Билеты лежали пренебрежительно отдельной грудой. Деньги — их, было видно, распределяли — разложены были в неравномерные кучки.
Нетрудно было догадаться Чашкину, что здесь происходит.
Он прянул от дверей и быстро пошел, почти побежал по коридору.
— Стой! — почти тотчас услышал он за спиной и остановился в покорном ужасе.
— Из какого купе? — спрашивал, подходя, молодой милиционер с радостным, жестоким и азартным выражением охотника, настигшего добычу.
— Тут где-то… — промямлил Чашкин. — Не помню точно… — Он боялся навредить своим попутчикам.
— Ну-ка, зайдем! — И милиционер повел Чашкина, цепко ухватив за рукав назад, в купе проводников.
Ни денег, ни билетов на столике уже не было. Все трое воззрились на Ивана, страстно изучая.
— Этот — на каком месте? — спросил милиционер у проводника.
Проводник изобразил на лунообразном лице недоумение:
— Не знай такой. Первый раз вижу. Может, другой вагон?
С Чашкиным что-то стряслось. Его вдруг ударило в дрожь от вида этой наглой, лоснящейся рожи. И, затрясшись, он с дикой ненавистью вдруг вскричал, пытаясь дорваться до проводника:
— Ах ты! Первый раз, гад, видишь?! И двадцать рублей моих — тоже не видел?! Суч-чара! Удавлю!
— Совсем пальной… — сокрушенно закачал головой проводник. — Пальница нада…
— А тебя — в тюрягу надо! Думаешь, не видел, чем ты тут занимаешься?
— Пальница нада… — продолжал качать головой проводник. — Совсем пальной.
— А сейчас как раз остановка будет — бодро-весело сказал сидящий милиционер.
— Горохов Яр… — солидно подтвердил пожилой начальник поезда.
— Ах вы, гады!! — возорал тут Чашкин на всех вместе. — Вы тут одна шайка-лейка! Бандюги! Пользуетесь тем, что…
— Ну, хватит, батя! — сурово сказал державший Чашкина милиционер, сгибом локтя придавливая ему горло. Чашкин захрипел, но дергаться продолжал.
Поезд стал тормозить, два милиционера сноровисто, с удовольствием даже, потащили Чашкина в тамбур.
Трехгранкой один из них отворил дверь, и они стали ждать, когда поезд остановится.
Поезд остановился, но они еще малость помедлили. Дождались, когда состав снова дернется, и только тогда — «А ну-ка, давай!» — толчком в спину и коленом под зад — со смехом вышвырнули Чашкина из вагона.

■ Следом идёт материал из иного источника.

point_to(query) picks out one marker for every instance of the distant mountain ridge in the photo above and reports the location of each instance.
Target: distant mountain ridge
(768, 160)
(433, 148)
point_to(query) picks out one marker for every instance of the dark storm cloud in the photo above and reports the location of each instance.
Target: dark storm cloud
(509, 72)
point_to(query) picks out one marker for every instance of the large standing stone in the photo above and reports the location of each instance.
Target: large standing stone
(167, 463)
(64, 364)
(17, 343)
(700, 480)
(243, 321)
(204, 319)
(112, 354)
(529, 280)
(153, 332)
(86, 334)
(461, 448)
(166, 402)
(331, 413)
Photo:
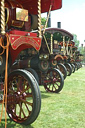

Он пал на колени, но тотчас вскочил, чтобы прокричать им:
— Гаденыши! Паскуды!
— Пальница иди! — крикнул один из них со смехом.
— Совсем пальной! — добавил второй.
Чашкин нагнулся, пошарил по земле и с хорошим круглым булыжником в руке побежал за поездом, стараясь поравняться с тамбуром.
С выражением на лицах самой неподдельной торопливой трусости они, суетясь и мешая друг другу, стали захлопывать дверь тамбура.
— А-а! — торжествующе захохотал Чашкин и кинул. К сожалению, промахнулся.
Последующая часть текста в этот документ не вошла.